The Australian Labor Party in New South Wales (NSW) state claimed power in an election on Saturday night, with voters backing the center-left party’s pledges of cost-of-living relief and to stop privatization policies.
The election in Australia’s most populous state had been touted as a tight race between the incumbent Liberal-National coalition and Labor, but the vote count yesterday showed Labor on track to take the 47 seats needed to form a majority government, after three terms in opposition.
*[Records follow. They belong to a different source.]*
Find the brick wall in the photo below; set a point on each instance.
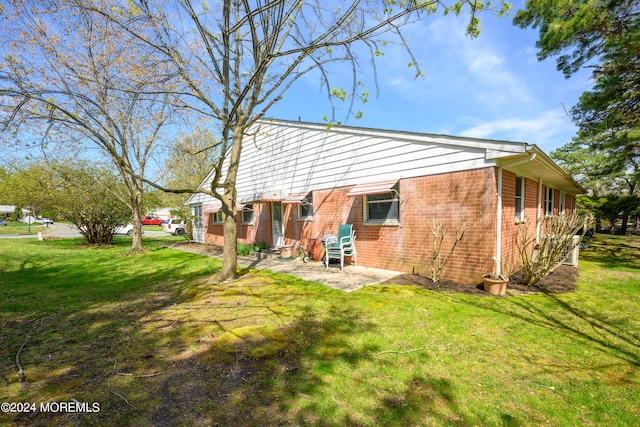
(468, 196)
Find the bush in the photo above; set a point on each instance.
(541, 254)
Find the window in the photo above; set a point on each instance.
(563, 202)
(247, 214)
(519, 199)
(305, 208)
(198, 219)
(215, 217)
(382, 208)
(548, 201)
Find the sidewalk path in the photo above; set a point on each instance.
(349, 279)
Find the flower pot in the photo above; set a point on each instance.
(286, 251)
(496, 286)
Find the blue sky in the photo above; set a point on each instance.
(490, 87)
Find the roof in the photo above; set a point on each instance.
(288, 157)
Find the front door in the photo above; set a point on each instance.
(198, 224)
(277, 224)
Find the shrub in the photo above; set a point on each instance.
(546, 249)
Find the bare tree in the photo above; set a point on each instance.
(235, 59)
(71, 77)
(541, 255)
(439, 230)
(238, 58)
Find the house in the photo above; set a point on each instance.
(298, 181)
(6, 211)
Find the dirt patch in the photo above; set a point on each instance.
(563, 279)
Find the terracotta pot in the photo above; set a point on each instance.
(286, 251)
(495, 286)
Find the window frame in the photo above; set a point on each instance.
(548, 201)
(215, 218)
(395, 198)
(306, 202)
(562, 206)
(247, 208)
(519, 216)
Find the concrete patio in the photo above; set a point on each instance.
(350, 279)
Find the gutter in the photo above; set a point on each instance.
(498, 258)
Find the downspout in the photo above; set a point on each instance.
(538, 210)
(497, 259)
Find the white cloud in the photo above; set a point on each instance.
(544, 129)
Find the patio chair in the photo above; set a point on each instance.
(344, 244)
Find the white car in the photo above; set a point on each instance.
(127, 229)
(174, 226)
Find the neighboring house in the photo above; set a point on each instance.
(164, 213)
(298, 181)
(6, 211)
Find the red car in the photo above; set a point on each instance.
(152, 220)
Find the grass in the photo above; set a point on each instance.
(103, 325)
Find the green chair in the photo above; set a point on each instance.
(341, 246)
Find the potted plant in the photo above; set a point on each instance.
(495, 284)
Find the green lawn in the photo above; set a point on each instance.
(154, 342)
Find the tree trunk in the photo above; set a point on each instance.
(229, 213)
(625, 219)
(229, 252)
(136, 209)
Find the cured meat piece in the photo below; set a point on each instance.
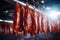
(26, 20)
(34, 22)
(22, 19)
(40, 22)
(45, 24)
(31, 27)
(10, 28)
(17, 19)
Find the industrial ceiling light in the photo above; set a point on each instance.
(42, 1)
(53, 14)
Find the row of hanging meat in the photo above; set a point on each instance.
(27, 21)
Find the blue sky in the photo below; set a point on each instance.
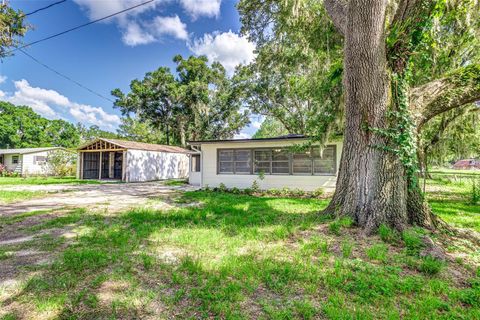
(109, 54)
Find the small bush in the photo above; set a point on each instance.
(318, 192)
(430, 266)
(337, 224)
(475, 193)
(387, 234)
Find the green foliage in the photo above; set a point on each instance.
(61, 163)
(12, 26)
(296, 76)
(430, 265)
(270, 128)
(21, 127)
(336, 225)
(200, 102)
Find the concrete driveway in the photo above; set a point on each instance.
(110, 196)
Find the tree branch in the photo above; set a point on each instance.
(455, 90)
(337, 10)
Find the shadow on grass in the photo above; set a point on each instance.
(114, 271)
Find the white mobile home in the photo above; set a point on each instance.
(26, 161)
(238, 163)
(131, 161)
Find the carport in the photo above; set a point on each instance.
(131, 161)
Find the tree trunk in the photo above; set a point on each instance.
(371, 186)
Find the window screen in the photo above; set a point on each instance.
(302, 163)
(324, 163)
(263, 160)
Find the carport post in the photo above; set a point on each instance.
(100, 165)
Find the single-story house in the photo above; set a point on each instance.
(270, 162)
(26, 161)
(131, 161)
(467, 164)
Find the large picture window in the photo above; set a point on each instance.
(235, 161)
(278, 161)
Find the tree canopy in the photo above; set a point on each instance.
(198, 102)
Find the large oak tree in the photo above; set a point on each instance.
(393, 84)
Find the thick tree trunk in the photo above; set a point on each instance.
(371, 186)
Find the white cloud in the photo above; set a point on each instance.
(53, 105)
(229, 48)
(134, 35)
(197, 8)
(171, 26)
(137, 29)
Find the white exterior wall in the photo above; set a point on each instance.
(210, 177)
(30, 167)
(150, 165)
(7, 160)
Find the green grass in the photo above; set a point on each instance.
(176, 182)
(238, 257)
(7, 196)
(43, 181)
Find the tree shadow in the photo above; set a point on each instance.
(114, 248)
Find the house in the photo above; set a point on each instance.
(270, 162)
(467, 164)
(131, 161)
(26, 161)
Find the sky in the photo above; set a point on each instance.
(110, 54)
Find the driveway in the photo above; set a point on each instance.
(109, 196)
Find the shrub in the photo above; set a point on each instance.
(60, 163)
(430, 265)
(377, 252)
(318, 192)
(255, 186)
(222, 187)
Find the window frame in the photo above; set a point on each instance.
(271, 161)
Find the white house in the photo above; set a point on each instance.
(26, 161)
(131, 161)
(238, 163)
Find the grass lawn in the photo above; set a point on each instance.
(233, 256)
(5, 181)
(7, 196)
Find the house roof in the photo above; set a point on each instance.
(27, 150)
(284, 137)
(139, 146)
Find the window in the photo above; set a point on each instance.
(40, 159)
(263, 159)
(278, 161)
(236, 161)
(302, 162)
(195, 163)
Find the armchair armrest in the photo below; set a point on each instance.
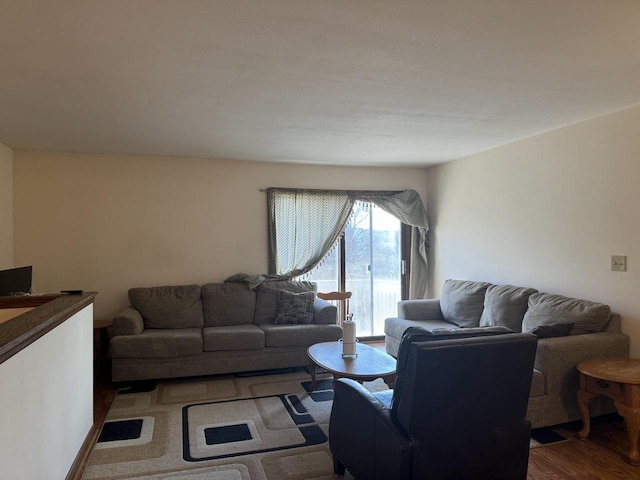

The win marks further endorsement of the party of Australian Prime Minister Anthony Albanese, who on polling day joined Chris Minns, the Labor candidate who was later designated NSW premier-elect.
Photo: REUTERS
“A huge congratulations to @ChrisMinnsMP ... and the whole NSW Labor team on your election victory,” Albanese wrote on Twitter late on Saturday.
MAINLAND POWERHOUSE
Labor’s win means the party now governs at state and federal level across Australia’s mainland, leaving island state Tasmania as the conservative outlier.
“After 12 years in opposition the people of New South Wales have voted for a fresh start,” Minns told supporters in Sydney late on Saturday.
“The people of New South Wales voted to put in a government that would put people at the heart of all decisionmaking”.
Labor’s campaign in the state featured a pledge to rule out further privatization of state assets and a promise to boost public sector wages amid cost-of-living concerns.
Outgoing NSW Premier Dominic Perrottet, a socially conservative Catholic and former state treasurer, was elected premier in 2021 after his predecessor, Gladys Berejiklian of the Libberal Party, resigned after a corruption watchdog probe into whether she was involved in conduct that “constituted or involved a breach of public trust.”
Albanese, in the lead up to polling day, urged voters in his home state to back Labor, saying Perrottet’s coalition government was “in shambles” due to infighting.